We could be seeing an end to the age old problem of dreaded leaves on the lines causing Tube delays thanks to some nattily named software.
The Adhesion Controller's Condition Assessement Tool (try saying that after a few beers) "calculates the likelihood of leaf fall problems, by examining data such as the risk of leaves falling, the quantity and condition of leaf litter and the resultant leaf litter mobility, moisture levels, and a real-time update of general weather conditions – in particular those which lead to light rain and moisture." Not sure what would happen to the software if there was the wrong type of wind, or wrong type of rain, or stickier than usual leaves though.

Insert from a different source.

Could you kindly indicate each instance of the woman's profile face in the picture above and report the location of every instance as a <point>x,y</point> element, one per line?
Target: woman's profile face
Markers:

But even when bad weather is predicted will anyone from London Underground take any notice? Remember the very accurate snow forecast that still caught the Tube out earlier this year. Engineers will still have to decide whether to mobilise early morning "leaf squad" - a team of engineers who spray a gritty substance to break down the leaves.
ACCAT will initially be used on the Central Line "70% of the 74 km Central line is in open sections where leaf fall is a continuous threat to the smooth running of the line during the autumn 12-week period from October to December.
The problem arises when fallen leaves are rolled into a layer of crushed debris forming a coating as tough as Teflon. When damp, the layer is extremely slippery and adhesion is reduced below the levels on which signal braking distances are calculated, so ATO (automated train operating) has to be suspended." said Metronet
However the predictive system may be extended to the Metropolitan line, and mainline train operators have expressed interest in using the system as well.